Reputation: 190
I'm working with about 24k text files and am splitting some lines on '-'. It works for some files, however it fails to split for some other files.
company_participants
is a list with N >= 1
elements, with each element consisting of a name followed by a hyphen ("-"), followed by the job title. To get the names, I use:
names_participants = [name.split('-')[0].strip() for name in company_participants]
On closer inspection, I found that it does not recognise "-" as "-" for some reason.
For example, the first element in company_participants
is "robert isom - president"
Calling company_participants[0].split()[2]

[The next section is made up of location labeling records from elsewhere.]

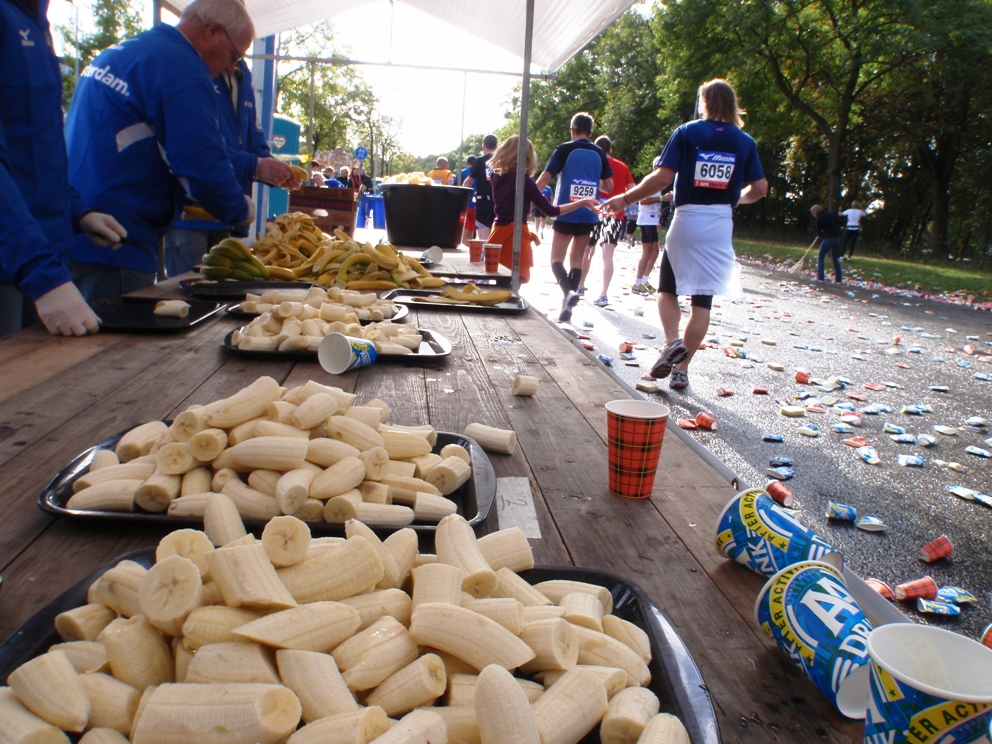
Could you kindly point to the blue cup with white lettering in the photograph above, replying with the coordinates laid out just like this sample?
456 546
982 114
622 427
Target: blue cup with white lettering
812 616
928 686
758 533
339 353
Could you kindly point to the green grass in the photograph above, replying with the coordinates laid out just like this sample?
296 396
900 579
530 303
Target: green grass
894 272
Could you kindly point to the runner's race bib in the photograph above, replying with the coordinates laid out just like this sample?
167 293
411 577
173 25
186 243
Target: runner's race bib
582 190
713 169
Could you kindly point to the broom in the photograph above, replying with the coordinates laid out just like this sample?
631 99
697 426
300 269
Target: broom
797 267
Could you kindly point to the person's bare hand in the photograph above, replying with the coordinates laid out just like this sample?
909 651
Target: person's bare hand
274 172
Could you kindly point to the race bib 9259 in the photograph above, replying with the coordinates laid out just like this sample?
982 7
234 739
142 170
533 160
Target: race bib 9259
582 190
713 169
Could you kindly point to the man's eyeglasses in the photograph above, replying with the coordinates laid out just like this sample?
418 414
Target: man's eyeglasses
236 56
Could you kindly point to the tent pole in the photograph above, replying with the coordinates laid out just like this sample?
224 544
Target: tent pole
313 72
518 206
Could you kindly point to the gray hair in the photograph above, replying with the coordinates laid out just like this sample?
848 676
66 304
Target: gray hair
231 14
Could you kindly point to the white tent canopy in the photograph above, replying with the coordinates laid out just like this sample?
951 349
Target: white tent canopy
561 27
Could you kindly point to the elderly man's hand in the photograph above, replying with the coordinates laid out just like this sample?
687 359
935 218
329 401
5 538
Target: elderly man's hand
275 172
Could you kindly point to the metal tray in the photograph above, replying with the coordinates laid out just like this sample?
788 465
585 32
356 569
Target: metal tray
675 678
415 297
236 311
433 347
234 289
475 498
135 314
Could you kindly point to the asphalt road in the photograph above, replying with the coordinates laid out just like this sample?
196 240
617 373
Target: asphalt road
835 328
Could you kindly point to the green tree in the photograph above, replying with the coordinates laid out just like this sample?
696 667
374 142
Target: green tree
115 20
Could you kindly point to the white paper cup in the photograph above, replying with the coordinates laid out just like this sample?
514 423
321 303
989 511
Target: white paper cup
928 685
338 353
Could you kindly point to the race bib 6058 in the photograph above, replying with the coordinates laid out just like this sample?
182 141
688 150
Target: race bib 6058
713 169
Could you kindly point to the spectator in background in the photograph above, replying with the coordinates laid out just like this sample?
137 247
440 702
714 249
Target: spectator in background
441 174
478 179
828 229
143 137
187 240
469 162
582 170
853 229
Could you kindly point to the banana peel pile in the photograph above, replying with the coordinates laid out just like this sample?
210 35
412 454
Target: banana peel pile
294 249
470 294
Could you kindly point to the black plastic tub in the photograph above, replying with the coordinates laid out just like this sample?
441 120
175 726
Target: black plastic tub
675 679
422 216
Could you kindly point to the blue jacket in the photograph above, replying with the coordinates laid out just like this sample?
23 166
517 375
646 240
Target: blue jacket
143 137
245 141
36 205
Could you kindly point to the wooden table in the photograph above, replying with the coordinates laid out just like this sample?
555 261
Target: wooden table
60 396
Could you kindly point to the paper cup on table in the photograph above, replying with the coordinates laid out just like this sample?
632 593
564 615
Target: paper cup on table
636 429
811 615
475 250
338 353
928 685
493 251
758 533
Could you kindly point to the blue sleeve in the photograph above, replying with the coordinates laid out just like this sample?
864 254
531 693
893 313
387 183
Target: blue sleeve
197 154
752 166
672 154
555 164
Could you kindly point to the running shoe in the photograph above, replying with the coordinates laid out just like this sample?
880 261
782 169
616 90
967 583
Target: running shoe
679 380
675 353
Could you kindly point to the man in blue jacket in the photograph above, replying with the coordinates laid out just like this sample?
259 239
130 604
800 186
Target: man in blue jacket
144 137
38 209
187 240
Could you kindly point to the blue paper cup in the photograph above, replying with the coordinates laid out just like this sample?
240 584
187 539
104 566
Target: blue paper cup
758 533
339 353
807 609
928 686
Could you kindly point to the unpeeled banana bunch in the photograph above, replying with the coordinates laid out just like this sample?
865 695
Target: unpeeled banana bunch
232 259
308 451
230 640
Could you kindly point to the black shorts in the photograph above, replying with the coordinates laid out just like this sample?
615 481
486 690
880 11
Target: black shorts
574 228
649 233
667 285
485 211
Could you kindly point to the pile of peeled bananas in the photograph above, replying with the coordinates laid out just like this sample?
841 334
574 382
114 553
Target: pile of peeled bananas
295 249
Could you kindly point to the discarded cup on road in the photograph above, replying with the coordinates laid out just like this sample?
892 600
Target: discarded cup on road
475 250
936 549
492 253
758 533
910 590
636 429
338 353
812 616
927 685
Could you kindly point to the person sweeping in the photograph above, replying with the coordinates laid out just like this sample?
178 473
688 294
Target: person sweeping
504 183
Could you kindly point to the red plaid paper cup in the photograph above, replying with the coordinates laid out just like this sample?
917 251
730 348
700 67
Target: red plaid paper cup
636 429
475 250
493 251
934 551
925 588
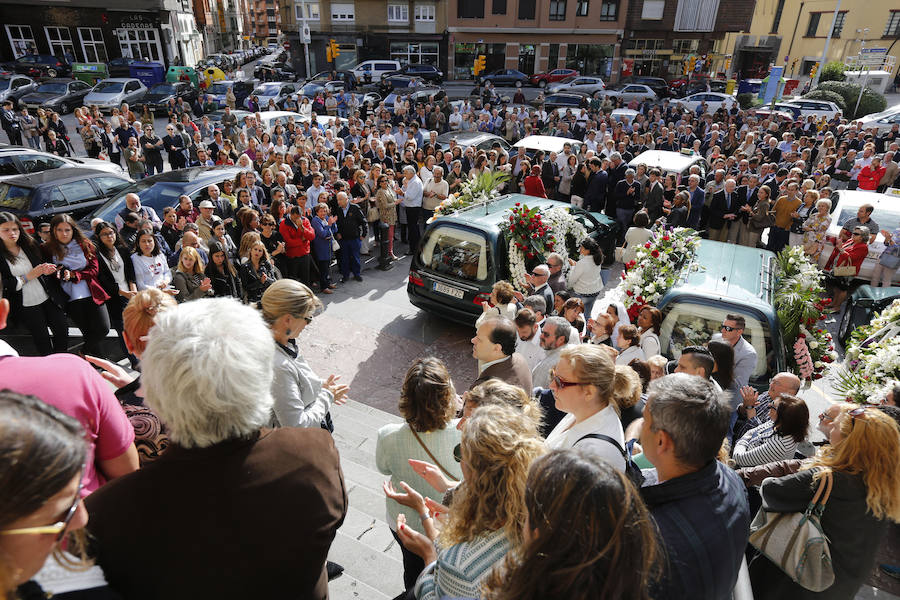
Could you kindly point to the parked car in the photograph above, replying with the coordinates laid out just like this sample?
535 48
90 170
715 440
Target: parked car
505 77
462 255
158 96
882 121
564 100
547 77
587 84
37 197
630 91
714 101
240 89
844 206
39 66
816 108
426 72
732 279
13 86
162 190
111 93
676 163
478 139
60 95
21 160
276 90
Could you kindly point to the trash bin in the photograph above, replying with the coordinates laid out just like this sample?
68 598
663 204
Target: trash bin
90 73
149 73
177 73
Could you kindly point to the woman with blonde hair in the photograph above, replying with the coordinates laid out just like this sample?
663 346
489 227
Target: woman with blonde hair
583 383
862 458
189 279
302 399
613 551
488 513
428 406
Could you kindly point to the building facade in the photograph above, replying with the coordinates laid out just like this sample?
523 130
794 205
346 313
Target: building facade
792 33
663 35
533 36
410 31
97 31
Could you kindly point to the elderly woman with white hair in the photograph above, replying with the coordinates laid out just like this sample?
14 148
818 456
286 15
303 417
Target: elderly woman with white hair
230 509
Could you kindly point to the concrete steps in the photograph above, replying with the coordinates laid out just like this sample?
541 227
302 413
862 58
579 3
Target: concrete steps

returns "-" since I've split on whitespace, and the hyphen is the third element (index 2).
When I then run a boolean on whether this is equal to "-", I get False.

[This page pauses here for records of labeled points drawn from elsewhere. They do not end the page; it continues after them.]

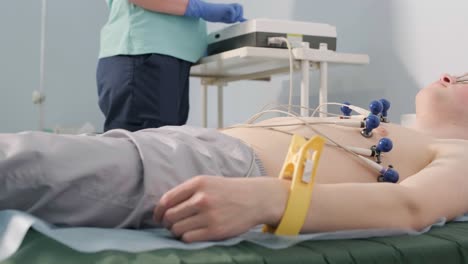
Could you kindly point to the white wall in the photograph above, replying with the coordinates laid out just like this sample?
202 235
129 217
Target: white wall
432 37
71 51
409 43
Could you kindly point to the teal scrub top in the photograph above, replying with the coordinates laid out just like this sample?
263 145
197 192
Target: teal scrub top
132 30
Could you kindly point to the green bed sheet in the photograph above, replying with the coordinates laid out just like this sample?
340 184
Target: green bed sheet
448 244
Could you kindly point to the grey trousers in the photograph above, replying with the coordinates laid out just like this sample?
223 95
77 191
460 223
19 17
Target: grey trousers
112 180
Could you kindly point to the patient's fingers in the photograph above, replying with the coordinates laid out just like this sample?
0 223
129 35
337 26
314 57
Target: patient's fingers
175 196
181 211
188 224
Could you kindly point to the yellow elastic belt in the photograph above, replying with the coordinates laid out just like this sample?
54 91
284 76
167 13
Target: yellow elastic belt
300 167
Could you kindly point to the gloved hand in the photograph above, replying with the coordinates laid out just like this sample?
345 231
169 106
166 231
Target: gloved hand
226 13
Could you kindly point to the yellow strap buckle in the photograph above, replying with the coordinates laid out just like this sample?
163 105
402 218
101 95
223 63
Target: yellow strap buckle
300 167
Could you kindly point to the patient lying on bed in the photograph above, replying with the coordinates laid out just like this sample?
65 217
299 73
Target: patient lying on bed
160 176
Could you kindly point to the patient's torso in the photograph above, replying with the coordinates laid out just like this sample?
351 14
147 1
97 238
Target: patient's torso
412 151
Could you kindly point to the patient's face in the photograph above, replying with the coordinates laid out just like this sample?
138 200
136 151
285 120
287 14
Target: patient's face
442 101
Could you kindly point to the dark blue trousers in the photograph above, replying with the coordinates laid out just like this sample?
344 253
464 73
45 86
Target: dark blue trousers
143 91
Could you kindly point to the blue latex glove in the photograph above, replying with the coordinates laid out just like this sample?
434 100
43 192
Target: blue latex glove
226 13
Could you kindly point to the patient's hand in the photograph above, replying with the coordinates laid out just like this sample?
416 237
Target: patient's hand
216 208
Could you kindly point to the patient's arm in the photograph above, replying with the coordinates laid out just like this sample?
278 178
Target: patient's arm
216 208
173 7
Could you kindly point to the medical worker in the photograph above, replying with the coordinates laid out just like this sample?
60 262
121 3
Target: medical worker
147 49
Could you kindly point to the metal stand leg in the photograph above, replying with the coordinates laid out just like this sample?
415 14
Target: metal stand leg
204 105
220 106
305 67
323 93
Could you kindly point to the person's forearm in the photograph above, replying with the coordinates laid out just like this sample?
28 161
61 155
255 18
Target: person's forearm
173 7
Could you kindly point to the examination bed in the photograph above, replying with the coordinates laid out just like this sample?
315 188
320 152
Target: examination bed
447 244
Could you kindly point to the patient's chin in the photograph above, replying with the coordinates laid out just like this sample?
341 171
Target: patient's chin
381 131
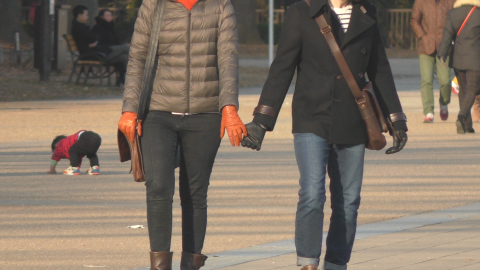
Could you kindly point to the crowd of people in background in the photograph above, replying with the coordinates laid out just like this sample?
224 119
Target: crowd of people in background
438 24
101 40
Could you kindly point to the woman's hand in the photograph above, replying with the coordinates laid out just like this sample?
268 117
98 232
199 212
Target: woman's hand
127 125
235 127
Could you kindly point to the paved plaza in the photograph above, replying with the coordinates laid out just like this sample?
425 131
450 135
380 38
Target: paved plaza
420 208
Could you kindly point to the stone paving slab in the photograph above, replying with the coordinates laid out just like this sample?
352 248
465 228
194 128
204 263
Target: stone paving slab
445 245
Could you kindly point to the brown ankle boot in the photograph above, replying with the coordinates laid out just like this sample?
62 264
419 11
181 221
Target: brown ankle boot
161 260
476 109
192 261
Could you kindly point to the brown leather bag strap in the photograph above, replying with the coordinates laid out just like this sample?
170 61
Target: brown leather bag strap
337 53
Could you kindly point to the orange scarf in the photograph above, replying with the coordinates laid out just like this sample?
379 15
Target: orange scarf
188 3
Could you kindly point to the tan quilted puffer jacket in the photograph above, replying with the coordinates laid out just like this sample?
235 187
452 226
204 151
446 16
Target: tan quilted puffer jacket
428 21
198 58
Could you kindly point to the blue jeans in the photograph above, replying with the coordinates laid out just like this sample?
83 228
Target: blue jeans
344 164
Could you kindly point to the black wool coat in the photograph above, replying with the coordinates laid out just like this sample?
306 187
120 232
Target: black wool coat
323 103
466 53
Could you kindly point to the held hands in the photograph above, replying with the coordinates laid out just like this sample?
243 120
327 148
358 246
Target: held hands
398 142
93 45
443 61
235 127
127 125
256 133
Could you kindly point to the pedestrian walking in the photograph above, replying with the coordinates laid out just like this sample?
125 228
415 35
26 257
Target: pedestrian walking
330 134
463 27
194 99
428 21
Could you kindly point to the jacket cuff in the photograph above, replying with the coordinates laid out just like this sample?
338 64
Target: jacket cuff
228 99
400 125
265 120
130 105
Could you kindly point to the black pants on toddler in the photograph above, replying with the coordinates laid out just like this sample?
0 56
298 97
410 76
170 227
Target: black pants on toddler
87 145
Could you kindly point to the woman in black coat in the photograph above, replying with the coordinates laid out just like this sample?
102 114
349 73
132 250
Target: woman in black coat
329 131
466 56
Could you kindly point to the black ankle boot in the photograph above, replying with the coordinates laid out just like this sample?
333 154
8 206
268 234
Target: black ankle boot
460 124
192 261
161 260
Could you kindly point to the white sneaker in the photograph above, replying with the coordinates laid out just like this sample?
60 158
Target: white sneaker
428 118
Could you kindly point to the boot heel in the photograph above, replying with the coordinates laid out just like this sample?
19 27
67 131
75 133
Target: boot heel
161 260
192 261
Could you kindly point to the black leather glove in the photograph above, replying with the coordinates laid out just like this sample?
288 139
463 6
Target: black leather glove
256 133
398 142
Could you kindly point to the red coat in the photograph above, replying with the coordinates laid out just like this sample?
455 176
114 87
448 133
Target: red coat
61 151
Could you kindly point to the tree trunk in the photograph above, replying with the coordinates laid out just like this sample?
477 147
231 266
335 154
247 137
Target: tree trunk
11 20
245 12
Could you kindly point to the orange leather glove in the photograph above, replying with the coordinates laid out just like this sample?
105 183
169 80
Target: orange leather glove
235 128
127 125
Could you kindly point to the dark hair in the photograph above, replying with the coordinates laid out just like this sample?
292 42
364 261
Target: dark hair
57 140
77 10
103 11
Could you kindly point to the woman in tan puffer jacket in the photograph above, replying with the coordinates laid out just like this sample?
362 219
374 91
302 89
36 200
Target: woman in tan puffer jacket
194 99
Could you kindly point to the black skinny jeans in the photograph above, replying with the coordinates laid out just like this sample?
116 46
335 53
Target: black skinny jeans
469 82
199 140
88 145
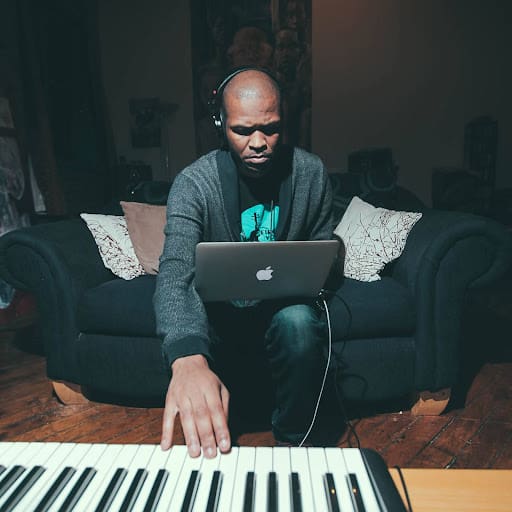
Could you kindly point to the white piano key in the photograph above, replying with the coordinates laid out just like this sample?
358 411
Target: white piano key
138 460
36 454
227 466
336 465
82 456
108 460
245 463
355 464
177 456
189 464
300 465
208 466
262 467
282 467
318 468
55 461
12 453
157 462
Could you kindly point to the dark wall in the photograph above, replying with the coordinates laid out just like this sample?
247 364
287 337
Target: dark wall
410 75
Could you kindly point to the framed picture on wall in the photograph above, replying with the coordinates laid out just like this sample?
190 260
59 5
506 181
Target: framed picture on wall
272 34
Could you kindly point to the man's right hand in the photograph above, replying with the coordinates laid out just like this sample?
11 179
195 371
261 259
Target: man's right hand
202 401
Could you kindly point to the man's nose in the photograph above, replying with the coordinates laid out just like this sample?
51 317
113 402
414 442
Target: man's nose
258 141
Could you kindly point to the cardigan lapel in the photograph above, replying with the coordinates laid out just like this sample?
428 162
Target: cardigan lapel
228 175
285 164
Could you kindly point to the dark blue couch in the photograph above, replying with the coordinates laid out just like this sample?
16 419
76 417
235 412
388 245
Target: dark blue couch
393 337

company_participants[0].split()[2] == "-" # Item at index 2 is the hyphen
# Output = False
Any idea what's going on here? Is there something else that looks like a hyphen but isn't one?
Many thanks!
Upvotes: 0
Views: 88
Reputation: 190
So I found that this has actually been answered elsewhere on StackOverflow.
Apparently I'm dealing with a "dash" and not a "hyphen"; couldn't see the difference with me naked eyes but when I copied the symbol from here, then it recognised it such that company_participants[0].split()[2] == "–"
returned True.
#textDataProblems
#didNotSeeThatComing
Thank you StackOverflow!
Upvotes: 2